NASA is already trying to create a new commercial spaceflight industry that will be able to do all of these tasks, do them cheaply, do them safely and do them using different vehicles flying on different rockets. This means huge savings for the US taxpayers, more opportunities for NASA to explore for less cost and helps assure that next time one system fails there are other, different technologies and systems that can take up the slack — or if needed — save the day.
Sierra Nevada in Colorado, SpaceX in California and Texas, orbital Sciences in Virginia, even Boeing with its partner space station builder Bigelow Aerospace in Nevada, are building new systems capable of carrying up to seven astronauts or some serious payloads to the station. Problem is Congress is trying to kill them.
You see Congress, in particular Texas Senator Kay Bailey Hutchison, Alabama Senator Richard Shelby, and Florida Senator Bill Nelson (with some quiet support from Senators Hatch and Mikulski) are intent on gutting the Commercial Crew Development Program (CCDEV) and putting all the money into yet another giant, never to be built temp job creator popularly called the Senate Launch System.
Ripping over $600 million out of the already measly $800 the White House had planned to spend on CCDEV rocketships, which could be flying by 2015, these visionary Washington spacecraft designers have instead proposed we spend over $38 billion on a giant rocket that will fly astronauts around the moon in 2021 — repeating the achievement of Apollo 8 only 53 or so years later and only ten years too late to help in this emergency.
Luckily, at least one Congressman, Dana Rohrabacher of California, has stood up against this “Lunacy” and called for some of the money now planned for SLS to be spent on accelerating the CCDEV program. An ironic and yet elegant jiu jitsu move against the forces of pork to be sure.
One can only hope that others on the Hill can put aside their own attachment to near term aerospace campaign contributions and partisan politics (as he has) long enough to join this call to do the right thing. After all, when it comes to saving the day, and who builds what with our money, I would rather the heroes who fly to ISS be funded by money spent in America, on riding on rockets built using innovative American technology and that they leave behind a new growth producing industry rather than prop up a dying one.
This isn’t about the Russians, nor should it be. They are a great space-faring nation with their own agenda and plans. It is about us, and the failure of our leaders to plan ahead, and now their failure to step up and support an American solution to an American problem.

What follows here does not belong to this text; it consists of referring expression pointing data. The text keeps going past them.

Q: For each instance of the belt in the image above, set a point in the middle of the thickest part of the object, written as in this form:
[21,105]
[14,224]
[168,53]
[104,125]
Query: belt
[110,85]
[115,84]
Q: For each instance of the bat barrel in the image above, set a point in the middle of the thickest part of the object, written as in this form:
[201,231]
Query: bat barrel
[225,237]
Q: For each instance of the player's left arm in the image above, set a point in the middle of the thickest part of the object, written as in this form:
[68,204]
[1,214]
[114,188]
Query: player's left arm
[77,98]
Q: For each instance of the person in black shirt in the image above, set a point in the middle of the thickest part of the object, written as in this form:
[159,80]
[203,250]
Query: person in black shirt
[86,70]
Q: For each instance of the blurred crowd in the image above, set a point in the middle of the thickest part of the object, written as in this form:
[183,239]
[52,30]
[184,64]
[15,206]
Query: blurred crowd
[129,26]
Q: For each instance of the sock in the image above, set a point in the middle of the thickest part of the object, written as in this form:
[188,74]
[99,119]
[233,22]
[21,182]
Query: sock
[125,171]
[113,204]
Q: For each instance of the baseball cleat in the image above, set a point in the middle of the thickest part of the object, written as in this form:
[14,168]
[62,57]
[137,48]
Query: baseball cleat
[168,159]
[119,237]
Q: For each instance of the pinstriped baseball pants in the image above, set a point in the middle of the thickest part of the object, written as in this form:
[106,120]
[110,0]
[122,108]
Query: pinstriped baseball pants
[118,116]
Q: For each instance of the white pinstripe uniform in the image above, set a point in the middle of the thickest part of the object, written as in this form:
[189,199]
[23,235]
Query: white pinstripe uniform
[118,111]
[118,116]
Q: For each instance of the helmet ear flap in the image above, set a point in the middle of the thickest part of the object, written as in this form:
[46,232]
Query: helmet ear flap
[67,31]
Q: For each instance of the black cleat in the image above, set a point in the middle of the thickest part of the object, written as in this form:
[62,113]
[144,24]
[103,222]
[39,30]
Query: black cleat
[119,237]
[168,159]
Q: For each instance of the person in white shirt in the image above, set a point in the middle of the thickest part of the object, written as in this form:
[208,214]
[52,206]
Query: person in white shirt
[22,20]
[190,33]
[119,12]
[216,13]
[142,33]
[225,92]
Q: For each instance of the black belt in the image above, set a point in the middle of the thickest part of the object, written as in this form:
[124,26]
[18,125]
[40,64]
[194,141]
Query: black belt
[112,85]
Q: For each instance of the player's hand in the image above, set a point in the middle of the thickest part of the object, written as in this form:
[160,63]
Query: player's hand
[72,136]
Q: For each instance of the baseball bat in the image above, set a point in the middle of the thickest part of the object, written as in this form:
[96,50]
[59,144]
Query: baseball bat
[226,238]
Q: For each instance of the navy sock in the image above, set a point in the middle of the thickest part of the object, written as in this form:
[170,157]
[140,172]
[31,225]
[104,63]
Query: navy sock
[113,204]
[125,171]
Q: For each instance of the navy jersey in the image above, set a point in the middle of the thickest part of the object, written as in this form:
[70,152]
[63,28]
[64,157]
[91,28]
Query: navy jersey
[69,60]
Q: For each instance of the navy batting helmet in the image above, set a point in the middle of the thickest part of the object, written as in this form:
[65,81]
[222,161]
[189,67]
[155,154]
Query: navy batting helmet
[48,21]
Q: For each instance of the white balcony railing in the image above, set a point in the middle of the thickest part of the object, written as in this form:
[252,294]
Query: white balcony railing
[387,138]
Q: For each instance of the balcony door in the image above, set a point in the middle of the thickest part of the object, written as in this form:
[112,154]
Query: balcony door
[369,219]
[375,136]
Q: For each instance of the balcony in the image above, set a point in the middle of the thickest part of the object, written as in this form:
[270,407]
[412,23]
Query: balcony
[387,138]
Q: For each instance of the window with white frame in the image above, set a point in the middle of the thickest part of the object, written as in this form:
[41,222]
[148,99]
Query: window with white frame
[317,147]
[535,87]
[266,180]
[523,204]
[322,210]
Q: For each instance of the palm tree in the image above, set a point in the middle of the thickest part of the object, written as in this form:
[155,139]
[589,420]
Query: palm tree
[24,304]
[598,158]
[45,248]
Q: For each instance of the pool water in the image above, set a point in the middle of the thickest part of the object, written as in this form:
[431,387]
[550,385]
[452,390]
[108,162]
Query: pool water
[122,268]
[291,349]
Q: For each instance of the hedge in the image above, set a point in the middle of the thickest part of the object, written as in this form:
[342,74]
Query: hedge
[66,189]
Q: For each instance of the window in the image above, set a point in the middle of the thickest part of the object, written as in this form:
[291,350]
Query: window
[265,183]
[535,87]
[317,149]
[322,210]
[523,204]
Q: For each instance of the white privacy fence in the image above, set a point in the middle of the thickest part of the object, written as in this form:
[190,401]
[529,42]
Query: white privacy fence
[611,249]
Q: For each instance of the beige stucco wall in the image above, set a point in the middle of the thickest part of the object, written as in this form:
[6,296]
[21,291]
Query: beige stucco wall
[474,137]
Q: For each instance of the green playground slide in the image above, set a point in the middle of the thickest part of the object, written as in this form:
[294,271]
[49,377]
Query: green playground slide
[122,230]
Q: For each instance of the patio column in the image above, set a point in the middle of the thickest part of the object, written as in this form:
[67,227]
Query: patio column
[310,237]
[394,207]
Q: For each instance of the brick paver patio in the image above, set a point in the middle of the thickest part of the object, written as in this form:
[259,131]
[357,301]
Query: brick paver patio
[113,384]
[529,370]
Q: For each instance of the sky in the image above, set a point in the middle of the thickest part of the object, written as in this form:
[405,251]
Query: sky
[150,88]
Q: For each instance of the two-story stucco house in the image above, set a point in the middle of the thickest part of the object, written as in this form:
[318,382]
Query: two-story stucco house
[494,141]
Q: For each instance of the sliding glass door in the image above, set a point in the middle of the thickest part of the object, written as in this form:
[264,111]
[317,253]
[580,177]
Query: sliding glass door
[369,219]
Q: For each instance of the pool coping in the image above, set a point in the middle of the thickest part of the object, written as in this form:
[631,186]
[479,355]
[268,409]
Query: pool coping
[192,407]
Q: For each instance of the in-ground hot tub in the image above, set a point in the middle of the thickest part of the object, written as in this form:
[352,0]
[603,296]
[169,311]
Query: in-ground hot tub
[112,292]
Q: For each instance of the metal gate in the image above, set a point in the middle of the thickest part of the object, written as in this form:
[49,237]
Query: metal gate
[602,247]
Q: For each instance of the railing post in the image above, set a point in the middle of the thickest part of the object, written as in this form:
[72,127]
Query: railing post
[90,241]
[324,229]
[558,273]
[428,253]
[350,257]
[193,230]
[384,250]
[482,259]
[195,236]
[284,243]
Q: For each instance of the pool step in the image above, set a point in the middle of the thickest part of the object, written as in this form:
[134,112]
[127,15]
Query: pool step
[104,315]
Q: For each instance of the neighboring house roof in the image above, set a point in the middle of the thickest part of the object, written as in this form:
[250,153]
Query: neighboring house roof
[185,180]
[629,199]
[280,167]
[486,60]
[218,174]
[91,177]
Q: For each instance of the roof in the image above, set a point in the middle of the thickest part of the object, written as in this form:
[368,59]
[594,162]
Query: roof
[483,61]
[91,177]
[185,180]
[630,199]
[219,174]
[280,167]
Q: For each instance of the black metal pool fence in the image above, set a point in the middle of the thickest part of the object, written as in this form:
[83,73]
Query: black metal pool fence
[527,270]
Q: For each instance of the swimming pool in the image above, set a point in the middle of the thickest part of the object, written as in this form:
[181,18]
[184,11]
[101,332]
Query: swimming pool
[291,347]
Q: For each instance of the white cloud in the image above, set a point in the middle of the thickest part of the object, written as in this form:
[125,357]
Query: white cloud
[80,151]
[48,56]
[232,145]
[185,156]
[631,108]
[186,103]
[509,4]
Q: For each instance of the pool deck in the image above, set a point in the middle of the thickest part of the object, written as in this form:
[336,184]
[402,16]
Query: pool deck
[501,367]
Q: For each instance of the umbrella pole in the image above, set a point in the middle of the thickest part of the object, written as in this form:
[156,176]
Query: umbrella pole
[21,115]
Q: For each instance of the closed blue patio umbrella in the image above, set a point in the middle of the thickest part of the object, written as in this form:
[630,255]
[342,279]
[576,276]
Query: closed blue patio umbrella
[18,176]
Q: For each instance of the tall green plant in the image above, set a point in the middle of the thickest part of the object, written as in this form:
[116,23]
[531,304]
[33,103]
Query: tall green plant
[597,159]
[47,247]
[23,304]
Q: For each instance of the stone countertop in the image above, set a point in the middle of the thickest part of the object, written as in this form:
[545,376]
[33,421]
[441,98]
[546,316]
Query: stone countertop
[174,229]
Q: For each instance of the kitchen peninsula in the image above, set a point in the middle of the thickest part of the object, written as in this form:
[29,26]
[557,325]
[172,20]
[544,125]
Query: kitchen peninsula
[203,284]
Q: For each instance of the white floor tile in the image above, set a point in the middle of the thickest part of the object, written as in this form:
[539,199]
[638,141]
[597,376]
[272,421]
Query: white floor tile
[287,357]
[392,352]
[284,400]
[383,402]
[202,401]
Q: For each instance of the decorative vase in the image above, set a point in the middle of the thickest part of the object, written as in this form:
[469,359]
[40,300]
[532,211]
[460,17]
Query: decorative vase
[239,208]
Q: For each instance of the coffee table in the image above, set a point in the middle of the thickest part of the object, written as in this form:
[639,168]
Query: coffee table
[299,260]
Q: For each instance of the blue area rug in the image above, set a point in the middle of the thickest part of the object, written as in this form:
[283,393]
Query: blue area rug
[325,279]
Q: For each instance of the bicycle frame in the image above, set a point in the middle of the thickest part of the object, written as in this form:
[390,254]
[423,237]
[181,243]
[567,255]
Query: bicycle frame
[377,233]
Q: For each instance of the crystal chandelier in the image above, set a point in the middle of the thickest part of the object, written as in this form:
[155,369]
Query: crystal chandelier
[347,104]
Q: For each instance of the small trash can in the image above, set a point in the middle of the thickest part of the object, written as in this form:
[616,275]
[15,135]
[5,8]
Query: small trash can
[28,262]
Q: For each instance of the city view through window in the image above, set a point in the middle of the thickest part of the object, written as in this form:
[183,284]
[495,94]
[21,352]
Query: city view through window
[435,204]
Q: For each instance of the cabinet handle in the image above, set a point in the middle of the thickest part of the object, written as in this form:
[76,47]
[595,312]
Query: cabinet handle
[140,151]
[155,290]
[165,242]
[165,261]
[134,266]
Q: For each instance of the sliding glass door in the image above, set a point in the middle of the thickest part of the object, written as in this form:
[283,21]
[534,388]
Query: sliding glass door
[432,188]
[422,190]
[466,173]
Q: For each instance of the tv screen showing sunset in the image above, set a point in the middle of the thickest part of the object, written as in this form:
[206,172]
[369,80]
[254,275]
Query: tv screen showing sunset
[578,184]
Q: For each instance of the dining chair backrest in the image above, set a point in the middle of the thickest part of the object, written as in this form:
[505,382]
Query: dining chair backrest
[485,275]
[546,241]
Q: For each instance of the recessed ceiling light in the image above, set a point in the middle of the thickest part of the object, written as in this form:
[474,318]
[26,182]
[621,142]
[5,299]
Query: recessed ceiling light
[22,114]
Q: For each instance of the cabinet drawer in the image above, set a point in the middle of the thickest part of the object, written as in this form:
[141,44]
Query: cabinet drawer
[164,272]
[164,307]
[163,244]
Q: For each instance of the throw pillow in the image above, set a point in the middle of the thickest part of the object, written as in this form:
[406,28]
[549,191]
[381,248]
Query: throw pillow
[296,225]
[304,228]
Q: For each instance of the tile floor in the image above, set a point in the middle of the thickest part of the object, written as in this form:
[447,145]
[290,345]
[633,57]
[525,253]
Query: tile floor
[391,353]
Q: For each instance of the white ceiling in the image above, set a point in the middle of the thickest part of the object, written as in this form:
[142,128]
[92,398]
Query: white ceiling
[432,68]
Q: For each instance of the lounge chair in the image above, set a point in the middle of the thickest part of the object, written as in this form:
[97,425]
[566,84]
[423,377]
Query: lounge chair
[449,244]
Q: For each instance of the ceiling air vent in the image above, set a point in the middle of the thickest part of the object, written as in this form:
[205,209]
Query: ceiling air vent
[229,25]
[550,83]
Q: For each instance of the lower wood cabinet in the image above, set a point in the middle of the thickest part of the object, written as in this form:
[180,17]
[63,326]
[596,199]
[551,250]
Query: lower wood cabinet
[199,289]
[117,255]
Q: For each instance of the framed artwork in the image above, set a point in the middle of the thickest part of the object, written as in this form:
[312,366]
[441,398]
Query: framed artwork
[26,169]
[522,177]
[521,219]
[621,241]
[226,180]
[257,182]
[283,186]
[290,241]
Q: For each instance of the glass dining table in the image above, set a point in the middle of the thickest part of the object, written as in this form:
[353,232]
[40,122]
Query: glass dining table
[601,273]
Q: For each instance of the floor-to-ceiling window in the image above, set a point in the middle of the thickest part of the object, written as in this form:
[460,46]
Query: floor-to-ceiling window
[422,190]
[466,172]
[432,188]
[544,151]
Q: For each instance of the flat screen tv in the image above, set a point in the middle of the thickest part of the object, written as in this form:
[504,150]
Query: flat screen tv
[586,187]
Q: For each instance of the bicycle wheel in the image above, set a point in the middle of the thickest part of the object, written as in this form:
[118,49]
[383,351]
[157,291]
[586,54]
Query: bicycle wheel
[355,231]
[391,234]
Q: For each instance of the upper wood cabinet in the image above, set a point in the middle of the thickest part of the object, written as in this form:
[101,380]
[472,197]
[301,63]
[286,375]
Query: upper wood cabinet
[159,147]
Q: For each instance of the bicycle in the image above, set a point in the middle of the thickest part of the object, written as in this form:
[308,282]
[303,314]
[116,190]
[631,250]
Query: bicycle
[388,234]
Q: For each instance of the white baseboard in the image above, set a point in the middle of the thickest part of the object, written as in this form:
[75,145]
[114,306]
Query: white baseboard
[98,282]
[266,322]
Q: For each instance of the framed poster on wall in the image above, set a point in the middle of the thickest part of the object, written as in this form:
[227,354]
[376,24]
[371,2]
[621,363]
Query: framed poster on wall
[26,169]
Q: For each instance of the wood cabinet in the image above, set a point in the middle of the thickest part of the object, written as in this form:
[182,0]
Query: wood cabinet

In an ironic twist on the old feared words “I am the government and I am here to help…” perhaps, if we can get NewSpace rocket builders some cash soon enough, what will be heard in a few months through the airlock of the International Space Station will be: “Hi, I’m with the private sector, and I’m here to help you…” in American English of course."
from moonandback.com
My Thoughts:
I like the optimism in this post, and this really isn't about snubbing the Russians. It is our own fault we are without a contingency, but the failure of the Russian system does provide American companies some leverage for CCDev.